Theology and the Arts
In 2016, he founded TheoArtistry, a project bringing together theologians and artists in creative collaboration, and which has led to a number of projects, including the TheoArtistry Composers’ Scheme (2016-2018), the TheoArtistry Poets’ Scheme (2018-2019), ‘Creatively Theological’ (2018-2019), and the ‘TheoArtistry Text & Image Scheme’ (2021), as well as an international festival, a number of art exhibitions, related publications (including Annunciations: Sacred Music for the Twenty-First Century), a CD recording, and a volume of poetry.
Sacred Music
Building on the success of the TheoArtistry Composers’ Scheme, Prof. Corbett established, with Dr Michael Ferguson and other colleagues in Divinity and Music, a permanent collaboration on a new MLitt in Sacred Music, which launched in the 2020-2021 academic year.
Prof Corbett has worked closely with the renowned composer Sir James MacMillan (Professor of Theology and Music in ITIA) on projects bringing theologians and composers together, as well as in championing the role of faith in music, taking part, for example, in a series of discussions with MacMillan about the relationship between music and transcendence, for Closer to Truth, and participating in MacMillan’s pioneering series ‘Faith in Music‘ for BBC Radio 4.

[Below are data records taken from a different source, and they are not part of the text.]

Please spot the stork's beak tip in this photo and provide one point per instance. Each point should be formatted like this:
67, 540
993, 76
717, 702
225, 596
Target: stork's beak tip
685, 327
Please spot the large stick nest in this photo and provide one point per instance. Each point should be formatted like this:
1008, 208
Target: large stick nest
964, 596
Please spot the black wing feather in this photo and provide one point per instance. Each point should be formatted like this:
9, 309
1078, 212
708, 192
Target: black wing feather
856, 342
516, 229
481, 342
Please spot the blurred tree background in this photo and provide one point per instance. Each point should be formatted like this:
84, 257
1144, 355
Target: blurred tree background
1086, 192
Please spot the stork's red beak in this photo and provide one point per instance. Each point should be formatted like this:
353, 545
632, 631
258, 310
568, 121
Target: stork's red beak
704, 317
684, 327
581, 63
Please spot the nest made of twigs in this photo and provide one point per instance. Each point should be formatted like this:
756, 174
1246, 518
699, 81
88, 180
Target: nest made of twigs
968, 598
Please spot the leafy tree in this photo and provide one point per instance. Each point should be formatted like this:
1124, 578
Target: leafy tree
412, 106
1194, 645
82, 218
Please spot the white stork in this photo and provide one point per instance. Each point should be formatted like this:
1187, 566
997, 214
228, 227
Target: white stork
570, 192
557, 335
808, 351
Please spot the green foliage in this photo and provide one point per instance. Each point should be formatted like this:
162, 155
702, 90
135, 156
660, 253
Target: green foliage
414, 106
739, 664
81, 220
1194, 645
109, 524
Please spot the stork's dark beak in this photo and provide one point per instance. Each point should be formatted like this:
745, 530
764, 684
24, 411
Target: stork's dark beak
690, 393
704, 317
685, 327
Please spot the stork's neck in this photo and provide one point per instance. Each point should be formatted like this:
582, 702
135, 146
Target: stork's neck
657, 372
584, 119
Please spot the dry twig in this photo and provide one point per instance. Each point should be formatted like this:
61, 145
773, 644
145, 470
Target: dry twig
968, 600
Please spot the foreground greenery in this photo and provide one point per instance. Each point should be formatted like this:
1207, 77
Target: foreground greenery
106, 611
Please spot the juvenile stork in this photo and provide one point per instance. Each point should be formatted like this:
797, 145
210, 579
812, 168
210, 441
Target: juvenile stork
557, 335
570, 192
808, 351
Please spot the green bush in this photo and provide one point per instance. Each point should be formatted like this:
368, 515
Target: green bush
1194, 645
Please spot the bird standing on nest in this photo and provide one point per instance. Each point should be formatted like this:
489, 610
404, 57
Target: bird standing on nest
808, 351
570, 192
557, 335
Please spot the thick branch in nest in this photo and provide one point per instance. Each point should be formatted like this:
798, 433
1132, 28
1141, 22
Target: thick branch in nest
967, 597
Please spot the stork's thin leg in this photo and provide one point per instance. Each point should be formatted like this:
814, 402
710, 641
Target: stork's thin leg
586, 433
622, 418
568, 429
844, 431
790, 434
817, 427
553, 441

Prof. Corbett was also Principal Investigator of a research project Music and Spiritual Realities 2022-2023 (funded by the Templeton Religion Trust). With his co-investigator Dr Sarah Moerman, Prof. Corbett brought together scholars in different fields – including theology, musicology, psychology, and neuroscience – to interrogate the commonly-perceived relationship between music and spirituality. This led to the collaborative volume Music and Spirituality: Theological Approaches, Empirical Methods, and Christian Worship (Cambridge: Open Book Publishers, 2024).